Y así salió el comandante Pinoy, resignado y entregado a una muerte segura a manos de una horda de carpinchos dispuestos a todo por sus mentas.
—Carpinchos, oídme, cuesto Pinoy qui parla está dispuesto a todo por su reina —dijo, y se quedó mirando con ferocidad a los carpinchos que se amontonaban en el patio.
—¿Qué dijo? —se preguntaron los carpinchos.
—Me parece que es italiano —dijo uno de los animales.
—Sí, que vaya al grano —dijo el otro.
—Carpinchos, disculpen mi italiano —dijo el comandante Pino — pero daré la vida por mi reina. Jamás podrán tocar su menta —les dijo y miró por la ventana como la reina ahora hacía bolitas de menta y jugaba a tirarlas al aire.
—Qué asco —dijeron los carpinchos dejando de bailar sus danzas más secretas —¿Dijo menta? Qué asco —continuaron y ponían cara de falso vómito.
—¿Cómo, no les gusta la menta? —les preguntó el comandante.
—¿A quién sí? —le dijo uno de los carpinchos—. Somos carpinchos, todo el mundo sabe que a los carpinchos no les gusta la menta.
El comandante los miró preocupado y creyó que se trataba de un truco, así que mandó a llamar al conejo Alberto, que era el encargado de la librería real y trajo el único libro en todo el reino: Manual para el reconocimiento de carpinchos, volumen I. Le ordenó al conejo Alberto abrirlo y leer la primera página en voz alta: «Los carpinchos son animales. Se parecen mucho a la siguiente foto de un carpincho y no les gusta la menta.»
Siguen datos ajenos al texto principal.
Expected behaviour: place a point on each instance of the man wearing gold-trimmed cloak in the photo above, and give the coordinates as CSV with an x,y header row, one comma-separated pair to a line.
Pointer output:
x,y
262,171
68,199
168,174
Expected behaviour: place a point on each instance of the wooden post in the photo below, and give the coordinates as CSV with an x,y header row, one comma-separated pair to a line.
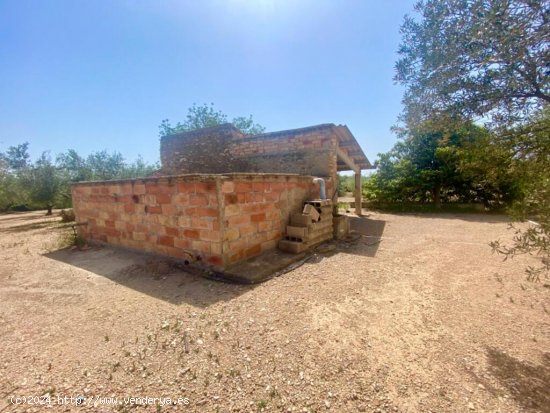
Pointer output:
x,y
358,200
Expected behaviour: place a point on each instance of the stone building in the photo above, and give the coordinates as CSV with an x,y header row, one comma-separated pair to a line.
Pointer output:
x,y
222,196
321,150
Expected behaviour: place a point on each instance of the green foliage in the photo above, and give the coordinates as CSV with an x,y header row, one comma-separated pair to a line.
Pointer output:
x,y
456,164
205,116
531,161
43,182
25,185
346,183
475,58
488,60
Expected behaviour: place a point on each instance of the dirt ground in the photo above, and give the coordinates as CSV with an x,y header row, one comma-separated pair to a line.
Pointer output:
x,y
416,315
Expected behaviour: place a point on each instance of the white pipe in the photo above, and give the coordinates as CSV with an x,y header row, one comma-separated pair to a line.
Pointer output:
x,y
322,191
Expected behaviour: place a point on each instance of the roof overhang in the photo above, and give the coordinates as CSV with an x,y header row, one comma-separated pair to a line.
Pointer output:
x,y
350,155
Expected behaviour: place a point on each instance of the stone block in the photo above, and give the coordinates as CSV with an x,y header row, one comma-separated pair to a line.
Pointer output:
x,y
299,220
297,232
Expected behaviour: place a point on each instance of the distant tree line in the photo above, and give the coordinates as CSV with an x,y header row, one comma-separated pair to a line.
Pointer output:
x,y
45,183
476,119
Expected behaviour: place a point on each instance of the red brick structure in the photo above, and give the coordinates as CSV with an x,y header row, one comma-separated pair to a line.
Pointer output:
x,y
223,197
320,150
216,219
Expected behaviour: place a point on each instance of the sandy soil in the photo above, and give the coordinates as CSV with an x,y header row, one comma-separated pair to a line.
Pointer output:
x,y
416,316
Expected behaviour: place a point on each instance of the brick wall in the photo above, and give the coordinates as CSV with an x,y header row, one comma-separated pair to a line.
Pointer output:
x,y
216,219
204,151
256,210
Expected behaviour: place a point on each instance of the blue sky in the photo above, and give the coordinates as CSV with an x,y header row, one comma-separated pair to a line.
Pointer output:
x,y
93,75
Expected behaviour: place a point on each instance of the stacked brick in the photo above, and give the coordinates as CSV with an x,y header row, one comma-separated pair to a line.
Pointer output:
x,y
309,228
174,216
214,219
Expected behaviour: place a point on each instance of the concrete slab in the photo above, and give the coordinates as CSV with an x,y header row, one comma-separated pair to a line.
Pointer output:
x,y
262,267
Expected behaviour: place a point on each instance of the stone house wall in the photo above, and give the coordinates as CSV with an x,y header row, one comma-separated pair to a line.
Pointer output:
x,y
224,149
214,219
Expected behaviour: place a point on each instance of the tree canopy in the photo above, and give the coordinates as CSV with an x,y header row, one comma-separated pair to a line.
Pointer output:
x,y
475,58
487,61
205,116
45,183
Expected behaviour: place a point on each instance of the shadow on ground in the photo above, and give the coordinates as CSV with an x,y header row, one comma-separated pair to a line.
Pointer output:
x,y
528,384
368,236
150,274
32,226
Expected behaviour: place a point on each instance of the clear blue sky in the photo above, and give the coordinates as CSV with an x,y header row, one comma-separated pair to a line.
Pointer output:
x,y
94,75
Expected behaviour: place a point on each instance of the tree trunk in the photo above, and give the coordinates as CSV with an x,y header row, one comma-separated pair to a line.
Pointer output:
x,y
436,192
—¿Y las demás páginas? —dijo el comandante creyendo que era una trampa.
—Las demás son para colorear —le dijo el conejo.
—¿Y ya están todas coloreadas? —preguntó el comandante.
—Sí —dijo el conejo Alberto, un poco avergonzado—. Las noches en la biblioteca real son un poco solitarias y los crayones están muy a mano.
—¿Y entonces a que vinieron? —les preguntó el comandante, mirando ferozmente a los carpinchos.
—Nosotros no vinimos —le dijo uno de los carpinchos.
—¿Pero cómo no vinieron si están acá? —les dijo confundido el comandante Pinoy.
—Los que están acá son ustedes —les dijo el carpincho. Y tenía razón, la verdad es que estaban todos ahí.
Entonces entre todos se miraron y se confundieron un poco más. No sabían ahora si habían ido o si habían venido, pero lo más importante es que no les gustaba la menta.
Después de unos minutos de confusión, retomaron su baile de carpinchos, que con mucho gusto fue acompañado por los conejos y los demás animales del reino, excepto por el ratón, que cuenta la leyenda que se volvió a robar una miga, pero esta vez de menta.
Y esta fue la vez que los carpinchos casi se rebelan, pero al final no.